Others have found that women’s desire waxes and wanes with their menstrual cycle. “During women’s peak period of arousal, which occurs around ovulation, their sexual motivation is just as strong as men,” says Lisa Diamond, a professor of psychology and gender studies at the University of Utah. “Women don’t have lower sexuality than men. What they have are more variable patterns.”

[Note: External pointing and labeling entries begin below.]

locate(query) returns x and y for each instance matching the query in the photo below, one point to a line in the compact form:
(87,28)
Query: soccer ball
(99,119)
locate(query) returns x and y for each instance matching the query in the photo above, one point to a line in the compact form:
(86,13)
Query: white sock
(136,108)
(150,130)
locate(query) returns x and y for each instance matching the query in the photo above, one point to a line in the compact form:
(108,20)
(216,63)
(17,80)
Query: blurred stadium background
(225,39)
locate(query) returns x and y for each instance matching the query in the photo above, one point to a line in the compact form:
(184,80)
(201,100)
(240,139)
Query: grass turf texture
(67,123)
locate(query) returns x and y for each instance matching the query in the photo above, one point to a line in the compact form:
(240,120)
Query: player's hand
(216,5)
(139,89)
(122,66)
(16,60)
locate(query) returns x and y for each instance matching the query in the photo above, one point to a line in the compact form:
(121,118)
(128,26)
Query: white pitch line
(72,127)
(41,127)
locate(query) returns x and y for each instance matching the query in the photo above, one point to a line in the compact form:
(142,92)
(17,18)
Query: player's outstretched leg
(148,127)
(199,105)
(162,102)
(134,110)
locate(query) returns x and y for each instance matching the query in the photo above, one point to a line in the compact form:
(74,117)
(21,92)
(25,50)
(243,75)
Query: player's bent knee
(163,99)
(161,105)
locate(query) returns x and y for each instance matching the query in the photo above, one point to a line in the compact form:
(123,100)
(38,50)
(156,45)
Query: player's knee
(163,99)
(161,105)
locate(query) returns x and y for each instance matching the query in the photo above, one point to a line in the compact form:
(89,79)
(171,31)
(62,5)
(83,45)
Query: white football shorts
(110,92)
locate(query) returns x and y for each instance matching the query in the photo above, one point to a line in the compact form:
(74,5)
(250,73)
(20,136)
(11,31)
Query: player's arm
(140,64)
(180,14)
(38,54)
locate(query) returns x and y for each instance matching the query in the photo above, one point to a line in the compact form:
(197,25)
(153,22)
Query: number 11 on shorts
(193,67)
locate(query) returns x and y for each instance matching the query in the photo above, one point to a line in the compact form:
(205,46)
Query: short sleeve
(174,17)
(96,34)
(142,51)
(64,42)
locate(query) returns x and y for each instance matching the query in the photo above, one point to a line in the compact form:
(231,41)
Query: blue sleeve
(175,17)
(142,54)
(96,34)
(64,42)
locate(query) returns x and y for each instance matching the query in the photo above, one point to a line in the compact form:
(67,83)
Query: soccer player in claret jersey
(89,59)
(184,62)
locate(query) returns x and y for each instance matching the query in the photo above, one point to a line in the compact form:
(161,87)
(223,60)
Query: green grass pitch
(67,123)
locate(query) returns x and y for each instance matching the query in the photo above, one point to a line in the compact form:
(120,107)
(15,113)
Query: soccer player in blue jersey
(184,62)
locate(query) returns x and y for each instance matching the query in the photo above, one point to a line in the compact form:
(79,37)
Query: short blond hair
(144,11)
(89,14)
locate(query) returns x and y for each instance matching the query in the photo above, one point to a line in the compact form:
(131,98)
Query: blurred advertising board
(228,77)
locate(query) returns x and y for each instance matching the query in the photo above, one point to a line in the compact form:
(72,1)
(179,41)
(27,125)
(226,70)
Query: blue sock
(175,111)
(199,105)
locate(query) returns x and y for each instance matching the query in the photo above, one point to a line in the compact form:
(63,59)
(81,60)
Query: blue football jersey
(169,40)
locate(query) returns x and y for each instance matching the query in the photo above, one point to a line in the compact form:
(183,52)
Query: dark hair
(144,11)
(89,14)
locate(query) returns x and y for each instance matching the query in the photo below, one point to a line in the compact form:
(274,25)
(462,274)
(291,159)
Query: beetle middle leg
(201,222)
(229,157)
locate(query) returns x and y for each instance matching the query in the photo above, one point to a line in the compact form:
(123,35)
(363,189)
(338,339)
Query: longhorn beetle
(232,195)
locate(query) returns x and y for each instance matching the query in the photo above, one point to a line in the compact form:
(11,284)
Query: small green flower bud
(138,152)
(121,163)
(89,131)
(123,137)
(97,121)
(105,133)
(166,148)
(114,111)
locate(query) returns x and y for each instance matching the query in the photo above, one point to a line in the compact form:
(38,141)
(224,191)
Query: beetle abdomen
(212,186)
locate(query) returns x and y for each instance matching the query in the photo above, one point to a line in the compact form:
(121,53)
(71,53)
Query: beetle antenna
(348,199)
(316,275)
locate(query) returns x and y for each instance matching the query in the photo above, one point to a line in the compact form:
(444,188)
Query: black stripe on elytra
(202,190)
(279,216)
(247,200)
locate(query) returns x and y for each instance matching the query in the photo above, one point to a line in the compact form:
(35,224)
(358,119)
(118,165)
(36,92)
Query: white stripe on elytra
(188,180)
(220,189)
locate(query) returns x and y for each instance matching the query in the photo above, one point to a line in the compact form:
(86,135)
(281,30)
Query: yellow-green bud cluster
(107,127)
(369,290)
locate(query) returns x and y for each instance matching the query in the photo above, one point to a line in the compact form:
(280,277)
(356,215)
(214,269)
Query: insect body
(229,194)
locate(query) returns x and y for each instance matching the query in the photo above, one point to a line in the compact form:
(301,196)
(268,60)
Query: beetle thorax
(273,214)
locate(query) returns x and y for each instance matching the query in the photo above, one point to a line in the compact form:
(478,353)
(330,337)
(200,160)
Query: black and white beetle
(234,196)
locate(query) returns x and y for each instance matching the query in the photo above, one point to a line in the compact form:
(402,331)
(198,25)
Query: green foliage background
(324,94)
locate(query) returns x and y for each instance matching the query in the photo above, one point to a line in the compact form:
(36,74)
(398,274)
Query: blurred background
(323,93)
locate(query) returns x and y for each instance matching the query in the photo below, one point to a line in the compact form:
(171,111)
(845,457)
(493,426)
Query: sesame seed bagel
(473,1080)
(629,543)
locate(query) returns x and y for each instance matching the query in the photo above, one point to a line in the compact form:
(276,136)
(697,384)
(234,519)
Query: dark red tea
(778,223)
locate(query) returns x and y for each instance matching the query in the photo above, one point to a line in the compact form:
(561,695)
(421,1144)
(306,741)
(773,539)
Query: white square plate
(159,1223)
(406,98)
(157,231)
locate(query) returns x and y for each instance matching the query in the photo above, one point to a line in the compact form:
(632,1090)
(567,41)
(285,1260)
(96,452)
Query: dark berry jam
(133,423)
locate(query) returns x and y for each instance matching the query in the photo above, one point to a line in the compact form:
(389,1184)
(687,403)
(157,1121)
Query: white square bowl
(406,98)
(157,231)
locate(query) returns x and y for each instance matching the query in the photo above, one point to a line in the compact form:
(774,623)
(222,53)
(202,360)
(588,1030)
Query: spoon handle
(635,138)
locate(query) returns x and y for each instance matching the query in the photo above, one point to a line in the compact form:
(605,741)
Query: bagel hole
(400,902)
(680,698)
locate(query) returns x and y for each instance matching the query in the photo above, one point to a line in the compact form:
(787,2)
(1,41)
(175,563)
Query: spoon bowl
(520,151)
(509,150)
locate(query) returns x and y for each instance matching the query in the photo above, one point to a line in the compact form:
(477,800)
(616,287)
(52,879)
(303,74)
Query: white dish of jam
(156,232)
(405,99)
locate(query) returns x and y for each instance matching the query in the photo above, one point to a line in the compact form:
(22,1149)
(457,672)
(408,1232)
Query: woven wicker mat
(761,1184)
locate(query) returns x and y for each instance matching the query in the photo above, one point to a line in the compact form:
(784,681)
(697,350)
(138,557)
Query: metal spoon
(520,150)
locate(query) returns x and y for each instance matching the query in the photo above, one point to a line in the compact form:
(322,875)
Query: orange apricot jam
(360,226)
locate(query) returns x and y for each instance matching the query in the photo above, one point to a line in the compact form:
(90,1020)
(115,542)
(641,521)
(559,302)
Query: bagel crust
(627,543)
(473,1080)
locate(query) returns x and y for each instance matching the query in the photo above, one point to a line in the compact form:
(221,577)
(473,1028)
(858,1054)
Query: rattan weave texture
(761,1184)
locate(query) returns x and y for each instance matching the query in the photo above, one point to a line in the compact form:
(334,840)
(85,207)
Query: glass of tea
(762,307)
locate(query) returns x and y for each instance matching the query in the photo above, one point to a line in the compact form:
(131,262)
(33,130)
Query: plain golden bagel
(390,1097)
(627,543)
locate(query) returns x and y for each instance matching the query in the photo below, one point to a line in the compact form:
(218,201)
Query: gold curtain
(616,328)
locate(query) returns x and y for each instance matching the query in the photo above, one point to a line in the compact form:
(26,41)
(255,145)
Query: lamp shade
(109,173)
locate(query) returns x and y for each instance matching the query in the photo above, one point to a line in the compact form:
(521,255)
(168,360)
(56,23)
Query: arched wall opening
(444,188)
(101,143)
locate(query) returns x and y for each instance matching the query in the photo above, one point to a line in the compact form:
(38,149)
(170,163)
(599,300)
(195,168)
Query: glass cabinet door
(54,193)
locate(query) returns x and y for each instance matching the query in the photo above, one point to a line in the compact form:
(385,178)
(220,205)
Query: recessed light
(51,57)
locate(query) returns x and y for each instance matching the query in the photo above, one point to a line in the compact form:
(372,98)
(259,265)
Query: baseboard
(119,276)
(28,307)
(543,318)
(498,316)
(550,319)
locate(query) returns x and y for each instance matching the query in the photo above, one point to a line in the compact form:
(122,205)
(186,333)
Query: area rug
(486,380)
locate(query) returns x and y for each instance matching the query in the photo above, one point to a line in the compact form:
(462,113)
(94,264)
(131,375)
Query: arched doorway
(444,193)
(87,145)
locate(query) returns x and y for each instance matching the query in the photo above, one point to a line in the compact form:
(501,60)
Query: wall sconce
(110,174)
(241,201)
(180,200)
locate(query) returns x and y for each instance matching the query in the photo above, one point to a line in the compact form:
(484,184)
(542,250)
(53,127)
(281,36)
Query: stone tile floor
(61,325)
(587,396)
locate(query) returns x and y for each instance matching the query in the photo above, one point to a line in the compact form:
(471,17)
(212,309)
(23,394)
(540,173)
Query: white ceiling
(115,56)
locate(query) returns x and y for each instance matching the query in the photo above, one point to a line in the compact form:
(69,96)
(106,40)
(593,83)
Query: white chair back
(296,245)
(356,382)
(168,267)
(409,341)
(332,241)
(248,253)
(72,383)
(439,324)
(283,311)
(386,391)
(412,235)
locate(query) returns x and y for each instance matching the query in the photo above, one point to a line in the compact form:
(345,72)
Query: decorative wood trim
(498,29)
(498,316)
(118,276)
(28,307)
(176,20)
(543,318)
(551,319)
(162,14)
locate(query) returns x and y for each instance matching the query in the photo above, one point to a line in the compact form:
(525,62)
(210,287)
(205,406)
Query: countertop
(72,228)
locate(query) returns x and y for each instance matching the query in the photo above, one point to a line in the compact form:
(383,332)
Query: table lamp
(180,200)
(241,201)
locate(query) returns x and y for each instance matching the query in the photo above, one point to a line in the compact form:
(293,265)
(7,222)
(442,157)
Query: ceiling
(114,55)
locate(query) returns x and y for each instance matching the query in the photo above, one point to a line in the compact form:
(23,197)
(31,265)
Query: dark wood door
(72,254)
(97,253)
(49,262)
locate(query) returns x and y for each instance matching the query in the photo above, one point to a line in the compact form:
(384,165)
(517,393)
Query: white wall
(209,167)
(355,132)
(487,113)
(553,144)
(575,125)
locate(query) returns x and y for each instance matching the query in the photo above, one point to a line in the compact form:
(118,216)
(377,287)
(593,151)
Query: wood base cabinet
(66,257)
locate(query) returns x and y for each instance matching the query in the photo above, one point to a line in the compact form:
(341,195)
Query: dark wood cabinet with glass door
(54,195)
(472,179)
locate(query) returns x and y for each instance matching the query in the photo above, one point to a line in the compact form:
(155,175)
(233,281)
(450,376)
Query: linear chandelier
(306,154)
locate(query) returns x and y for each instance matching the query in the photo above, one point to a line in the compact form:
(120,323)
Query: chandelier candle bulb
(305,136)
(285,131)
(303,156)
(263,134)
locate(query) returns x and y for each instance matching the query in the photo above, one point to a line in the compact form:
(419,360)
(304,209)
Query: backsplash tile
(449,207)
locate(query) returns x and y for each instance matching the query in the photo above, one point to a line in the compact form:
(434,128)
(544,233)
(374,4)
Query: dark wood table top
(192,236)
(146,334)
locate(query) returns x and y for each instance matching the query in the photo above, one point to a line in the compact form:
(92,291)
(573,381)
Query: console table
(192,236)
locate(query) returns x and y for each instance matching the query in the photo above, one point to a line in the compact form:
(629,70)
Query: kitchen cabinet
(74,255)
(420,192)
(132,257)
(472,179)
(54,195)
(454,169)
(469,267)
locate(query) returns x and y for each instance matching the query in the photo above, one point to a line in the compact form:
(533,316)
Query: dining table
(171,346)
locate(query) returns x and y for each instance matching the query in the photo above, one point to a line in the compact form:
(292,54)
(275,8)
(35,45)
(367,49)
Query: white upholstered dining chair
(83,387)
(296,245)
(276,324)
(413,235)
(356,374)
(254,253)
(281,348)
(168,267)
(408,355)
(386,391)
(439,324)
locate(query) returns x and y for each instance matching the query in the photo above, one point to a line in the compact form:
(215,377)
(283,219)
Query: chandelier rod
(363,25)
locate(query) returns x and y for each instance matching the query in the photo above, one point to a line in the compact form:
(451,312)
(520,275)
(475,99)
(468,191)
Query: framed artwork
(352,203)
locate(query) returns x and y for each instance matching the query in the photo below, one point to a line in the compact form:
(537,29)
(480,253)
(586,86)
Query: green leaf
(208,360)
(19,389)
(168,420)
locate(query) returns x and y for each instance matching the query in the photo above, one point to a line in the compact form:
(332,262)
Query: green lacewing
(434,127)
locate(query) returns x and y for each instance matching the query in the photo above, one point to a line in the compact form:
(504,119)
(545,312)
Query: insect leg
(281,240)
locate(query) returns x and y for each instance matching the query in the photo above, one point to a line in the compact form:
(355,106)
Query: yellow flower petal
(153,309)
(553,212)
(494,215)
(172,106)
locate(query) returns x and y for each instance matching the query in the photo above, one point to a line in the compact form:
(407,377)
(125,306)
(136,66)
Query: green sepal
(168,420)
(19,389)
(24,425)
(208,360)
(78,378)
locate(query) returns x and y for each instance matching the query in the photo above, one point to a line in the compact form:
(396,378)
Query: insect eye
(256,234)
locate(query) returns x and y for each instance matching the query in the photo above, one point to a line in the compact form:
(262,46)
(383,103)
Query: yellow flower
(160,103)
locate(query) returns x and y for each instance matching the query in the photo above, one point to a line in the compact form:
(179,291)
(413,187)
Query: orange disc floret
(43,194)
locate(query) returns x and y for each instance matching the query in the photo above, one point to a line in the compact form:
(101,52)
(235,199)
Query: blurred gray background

This makes sense when thinking in terms of sex’s ultimate purpose: making babies. “Biology, which helps to drive reproduction, is an element of sex,” says Anita Clayton, chair of the Department of Psychiatry and Neurobehavioral Sciences at the University of Virginia. “It’s only in modern times that reproduction and sex are uncoupled.”

Previously, doctors had also assumed that the male sex hormone testosterone could be linked to female desire. In fact, it probably does not play a major role: several studies found no difference in testosterone levels in women who have high levels of desire and those diagnosed with a desire disorder. Despite this finding, women continue to request testosterone as a treatment for low desire, and doctors continue to prescribe it – often based on lab tests that erroneously use male levels of testosterone as a marker for what normal levels of that hormone should look like in a woman’s body.

Other research finds that testosterone and desire are linked only very indirectly, and that sexual activity has more of an effect on hormone levels than hormones do on whether someone actually desires sex. Sexual thoughts increase testosterone in women, as does sexual jealousy. “Thinking that sex just comes out of testosterone is such a falsehood,” says Sari van Anders, an associate professor of psychology and women’s studies at the University of Michigan, Ann Arbor, whose lab led the investigations. “Hormones have such small – if any – influence on desire.”